Feed-forward Network

Next, we implement the feed-forward network which is one of the components within a Transformer block.

def mlp(x, dropout_rate: float, hidden_units: typing.List[int]):
    """FFN for a Transformer block."""
    for idx, units in enumerate(hidden_units):
        x = layers.Dense(
            units,
            activation=ops.nn.gelu if idx == 0 else None,
            bias_initializer=keras.initializers.RandomNormal(stddev=1e-6),
        )(x)
        x = layers.Dropout(dropout_rate)(x)
    return x

Other blocks

In the next two cells, we implement the remaining blocks as standalone functions:

  • LayerScaleBlockClassAttention() which returns a keras.Model. It is a Transformer block equipped with Class Attention, LayerScale, and Stochastic Depth. It operates on the CLS embeddings and the image patch embeddings.
  • LayerScaleBlock() which returns a keras.model. It is also a Transformer block that operates only on the embeddings of the image patches. It is equipped with LayerScale and Stochastic Depth.
def LayerScaleBlockClassAttention(
    projection_dim: int,
    num_heads: int,
    layer_norm_eps: float,
    init_values: float,
    mlp_units: typing.List[int],
    dropout_rate: float,
    sd_prob: float,
    name: str,
):
    """Pre-norm transformer block meant to be applied to the embeddings of the
    cls token and the embeddings of image patches.

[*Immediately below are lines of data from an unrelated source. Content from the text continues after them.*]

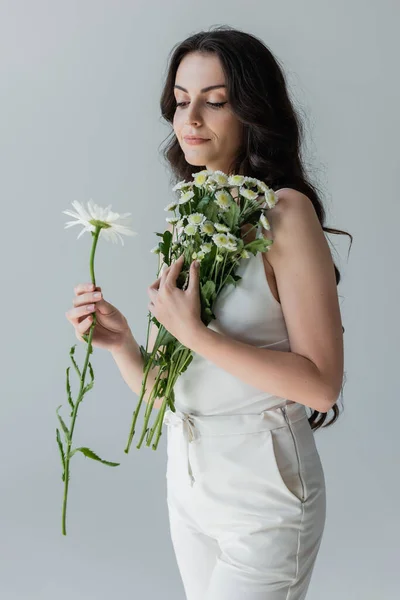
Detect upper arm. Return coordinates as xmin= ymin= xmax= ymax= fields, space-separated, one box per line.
xmin=148 ymin=223 xmax=172 ymax=352
xmin=268 ymin=188 xmax=343 ymax=410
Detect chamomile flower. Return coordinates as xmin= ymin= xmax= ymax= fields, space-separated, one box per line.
xmin=215 ymin=190 xmax=232 ymax=210
xmin=172 ymin=179 xmax=193 ymax=192
xmin=178 ymin=190 xmax=194 ymax=204
xmin=164 ymin=200 xmax=178 ymax=210
xmin=200 ymin=221 xmax=215 ymax=235
xmin=62 ymin=199 xmax=137 ymax=246
xmin=228 ymin=175 xmax=245 ymax=187
xmin=209 ymin=171 xmax=229 ymax=187
xmin=257 ymin=179 xmax=269 ymax=194
xmin=212 ymin=233 xmax=229 ymax=248
xmin=192 ymin=169 xmax=210 ymax=187
xmin=239 ymin=187 xmax=258 ymax=200
xmin=214 ymin=223 xmax=229 ymax=232
xmin=244 ymin=177 xmax=260 ymax=187
xmin=200 ymin=242 xmax=212 ymax=254
xmin=183 ymin=223 xmax=197 ymax=235
xmin=264 ymin=188 xmax=279 ymax=208
xmin=260 ymin=213 xmax=271 ymax=230
xmin=187 ymin=213 xmax=206 ymax=226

    Includes LayerScale and Stochastic Depth.

    Args:
        projection_dim (int): projection dimension to be used in the
            Transformer blocks and patch projection layer.
        num_heads (int): number of attention heads.
        layer_norm_eps (float): epsilon to be used for Layer Normalization.
        init_values (float): initial value for the diagonal matrix used in LayerScale.
        mlp_units (List[int]): dimensions of the feed-forward network used in
            the Transformer blocks.
        dropout_rate (float): dropout rate to be used for dropout in the attention
            scores as well as the final projected outputs.
        sd_prob (float): stochastic depth rate.
        name (str): a name identifier for the block.

    Returns:
        A keras.Model instance.
    """
    x = keras.Input((None, projection_dim))
    x_cls = keras.Input((None, projection_dim))
    inputs = keras.layers.Concatenate(axis=1)([x_cls, x])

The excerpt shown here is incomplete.